This collection was created and is maintained by the Kosovo Oral History Initiative (KOHI). KOHI was founded in 2012 through a collaboration between the Kosovo Women’s Network and Anna Di Lellio, professor at The New School, NY, along with students from the graduate program in International Affairs. The project quickly developed into an independent NGO, which continues collaborations with universities and institutions in the United States and Europe. KOHI is comprised of researchers of various generations, nationalities, and professions, and its mission is to record personal accounts that intersect with Kosovo’s broader history and with world events. These materials include oral interviews with women activists, thus chronicling the history of women’s activism as remembered and interpreted by the activists themselves.
Albanian women in Kosovo have often served more than a mere side role in politics. Even in the most recent past, it is evident that women were present in the underground national movement. Women’s efforts were pivotal in acts of peaceful resistance against the regime through their roles as teachers, doctors, and nurses within the health care institutions in Kosovo, and also contributed as political activists through their efforts as both women’s rights and human rights advocates. Stories collected by KOHI reveal the extraordinary agency of Kosovan women over the past decades, which contradicts perceived ideas of men’s dominance over women. Similar to elsewhere in the world, patriarchy is still hegemonic within Kosovo. Still, Kosovan women have fought for their own rights and the rights of others, and describe their experiences with a passion and dedication that upends stereotypes. Today, women comprise 30 percent of Kosovo’s legislature by law, and Kosovo elected the first female president in the Balkans, Atifete Jahjaga (2011–2016).
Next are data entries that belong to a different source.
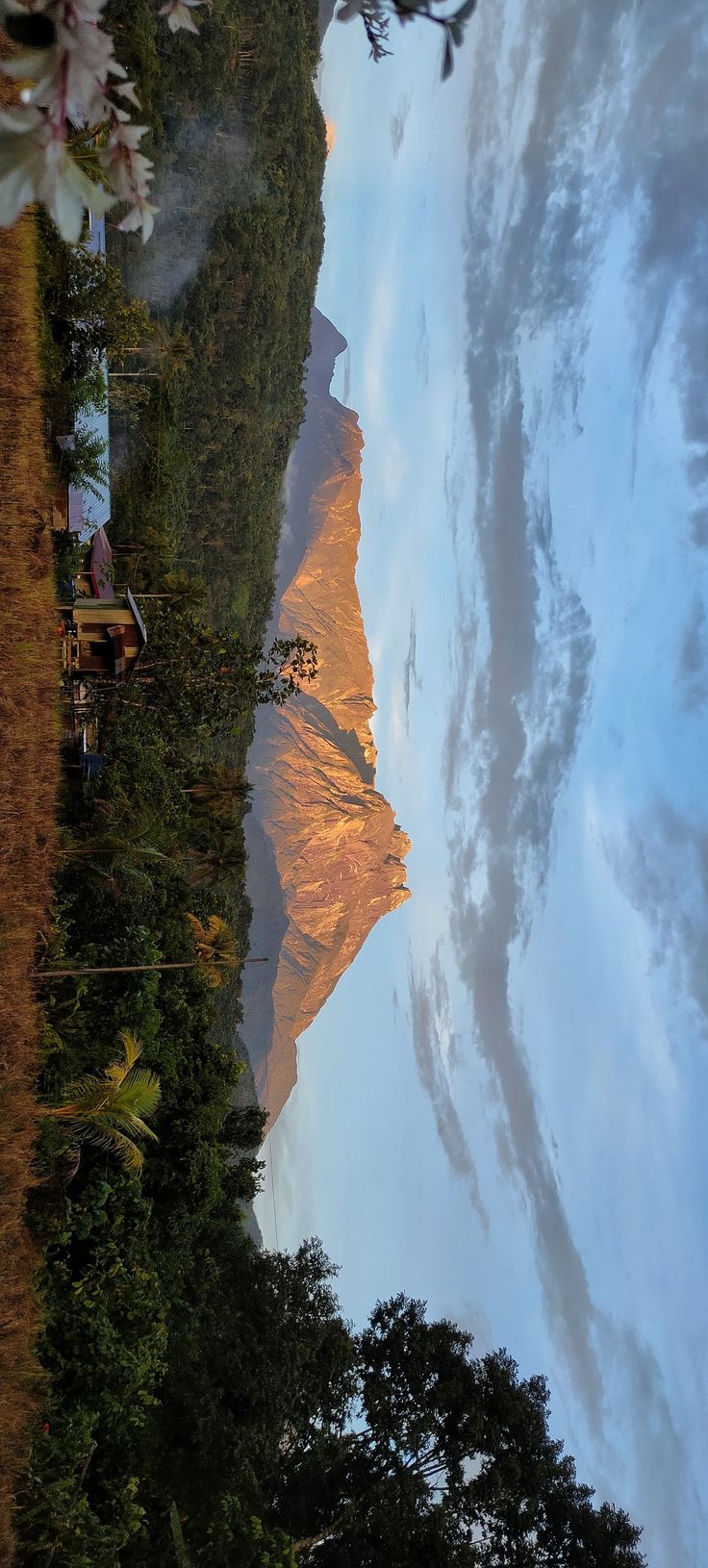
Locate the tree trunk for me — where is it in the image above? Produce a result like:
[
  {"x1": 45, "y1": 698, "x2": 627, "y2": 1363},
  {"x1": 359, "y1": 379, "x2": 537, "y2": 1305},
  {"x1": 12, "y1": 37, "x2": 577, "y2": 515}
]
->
[{"x1": 292, "y1": 1515, "x2": 344, "y2": 1557}]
Whether engaged in protests against the regime, in campaigns to promote girls’ literacy, in nationalist movements, in acts of resistance against Milošević, or in the fight for women’s rights across ethnic divisions, women have provided vivid personal accounts that intersect with the broader historical events of the time. The oral interviews in the collection have a biographical structure because they focus on the personal lives of interviewees. Interviews in the Women’s Activism in Kosovo collection track the lives of the women involved in women’s emancipation projects in Yugoslavia after World War II, Ilegalja [Underground Movement], and peace activism efforts in the 1990s.
As forms of activism, pamphlets, newspapers, self-help groups, and women’s own forces of persuasion and creativity were used. Many activists created NGOs (like that of Drita Vukshinaj for people with disabilities, and Vjosa Dobruna’s Center for the Protection of Women and Children). Many women served as activists without outside assistance or financial support from donors.